トラブルを“再発防止”に変える議事録

貿易実務は、トラブルが起きた時の“収束”だけでなく、次回の“再発防止”まで作れるかで強さが決まります。そして再発防止に一番効くのが、議事録(Minutes)です。

議事録というと会議の記録のイメージですが、実務では 合意事項と次アクションを固定する書面 です。
ここが弱いと、同じ事故が形を変えて繰り返されます。


押さえたいポイント

  • 議事録は会話の記録ではなく、合意事項・未決事項・次アクションを固定する文書である事

  • “原因”より先に、事実(Fact)と証拠(Evidence)を揃える事

  • 相手に送って終わりではなく、「異議なし(No objection)」を取って合意化する事


なぜ議事録が効くのか

トラブル時は、記憶と主張がぶつかります。
しかし議事録が、事実・判断・アクションに分解されていれば、次の交渉が進みます。

  • 何が起きたか(事実)

  • 何が原因候補か(仮説)

  • 何をするか(アクション)

  • いつまでに(期限)

  • 誰が(責任者)

これが揃うと、収束も再発防止も同時に進みます。


実務チェックリスト:議事録の“型”

  1. 案件情報:案件名、日付、参加者、対象貨物(PO/Invoice/B/L等)

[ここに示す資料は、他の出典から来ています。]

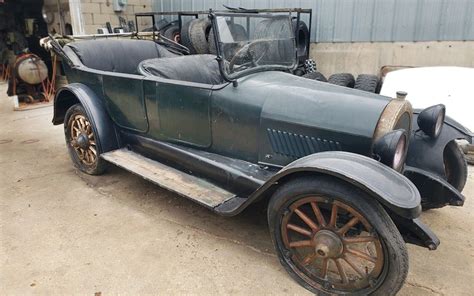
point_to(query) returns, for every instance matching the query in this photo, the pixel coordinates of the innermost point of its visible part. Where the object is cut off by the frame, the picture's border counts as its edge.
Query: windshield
(255, 42)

  2. 事実(Fact):いつ/どこで/何が/どの程度(写真・数量・箱No.)

  3. 影響(Impact):納期、現場、コスト(デマレージ等)への影響

  4. 原因仮説(Hypothesis):輸送/梱包/製造/仕様/取扱いに分類して整理

  5. 合意事項(Agreed):双方で合意した事だけを明記(曖昧な表現は避ける)

  6. 未決事項(Open):決まっていない事、追加情報が必要な事

  7. 次アクション(Action Items):担当者・期限・成果物(報告書、再検査、再出荷等)をセットで書く


送る時のコツ(“合意化”する一文)

議事録は送るだけだと弱いです。相手の反応を取ります。

  • “Please confirm if you have any comments by (date). If no objection, we will proceed based on this minutes.”
    (○日までにコメントがなければ、この議事録を前提に進めます)

これで「言った・言わない」の余地が減ります。


再発防止に落とすための最後の一手

議事録の最後に、必ず“再発防止の変更点”を一行で入れます。

例:

  • 梱包仕様を更新(固定方法・防湿)

  • 検品条件を更新(AQL・立会い・記録)

  • PI/PO突合せ手順を更新(Rev.管理)

  • D/O手配の前倒し(到着前に書類確定)

トラブルが「仕組みの改善」に変わります。


まとめ

議事録は、トラブルを再発防止に変える最も安い投資です。
合意事項・未決事項・次アクションを固定し、異議なしを取って合意化する必要があります。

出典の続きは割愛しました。